Collect logs from production namespaces using the namespace label selector option

apiVersion: deckhouse.io/v1alpha1
kind: ClusterLoggingConfig
metadata:
  name: production-logs
spec:
  type: KubernetesPods
  kubernetesPods:
    namespaceSelector:
      labelSelector:
        matchLabels:
          environment: production
  destinationRefs:
  - loki-storage

Exclude Pods or namespaces with a label

There is a preconfigured label to exclude particular namespaces or Pods: log-shipper.deckhouse.io/exclude=true. It can help to stop collecting logs from a namespace or Pod without changing global configurations.

---
apiVersion: v1
kind: Namespace
metadata:
  name: test-namespace
  labels:
    log-shipper.deckhouse.io/exclude: "true"
---
apiVersion: apps/v1
kind: Deployment
metadata:
  name: test-deployment
spec:
  ...
  template:
    metadata:
      labels:
        log-shipper.deckhouse.io/exclude: "true"

Enable Buffering

The log buffering configuration is essential for improving the reliability and performance of the log collection system. Buffering can be useful in the following cases:

  1. Temporary connectivity disruptions. If there are temporary disruptions or instability in the connection to the log storage system (such as Elasticsearch), a buffer allows logs to be temporarily stored and sent when the connection is restored.

  2. Smoothing out load peaks. During sudden spikes in log volume, a buffer helps smooth out peak loads on the log storage system, preventing it from becoming overloaded and potentially losing data.
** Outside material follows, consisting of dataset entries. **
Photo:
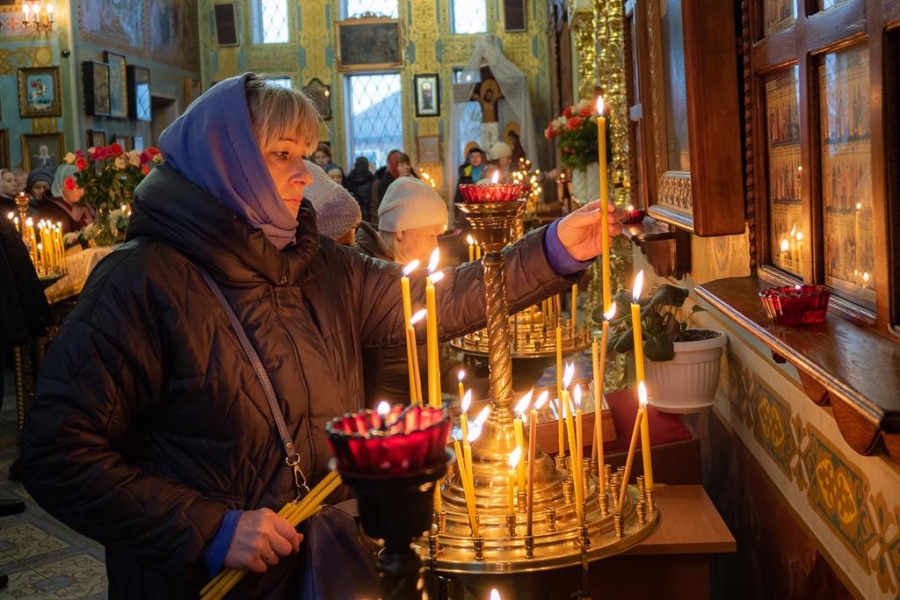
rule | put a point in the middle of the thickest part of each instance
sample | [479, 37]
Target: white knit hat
[410, 203]
[499, 150]
[336, 210]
  3. Performance optimization. Buffering helps optimize the performance of the log collection system by accumulating logs and sending them in batches, which reduces the number of network requests and improves overall throughput.

Example of enabling in-memory buffering

apiVersion: deckhouse.io/v1alpha1
kind: ClusterLogDestination
metadata:
  name: loki-storage
spec:
  buffer:
    memory:
      maxEvents: 4096
    type: Memory
  type: Loki
  loki:
    endpoint: http://loki.loki:3100

Example of enabling disk buffering

apiVersion: deckhouse.io/v1alpha1
kind: ClusterLogDestination
metadata:
  name: loki-storage
spec:
  buffer:
    disk:
      maxSize: 1Gi
    type: Disk
  type: Loki
  loki:
    endpoint: http://loki.loki:3100

Example of defining behavior when the buffer is full

apiVersion: deckhouse.io/v1alpha1
kind: ClusterLogDestination
metadata:
  name: loki-storage
spec:
  buffer:
    disk:
      maxSize: 1Gi
    type: Disk
    whenFull: DropNewest
  type: Loki
  loki:
    endpoint: http://loki.loki:3100

More detailed description of the parameters is available in the ClusterLogDestination resource.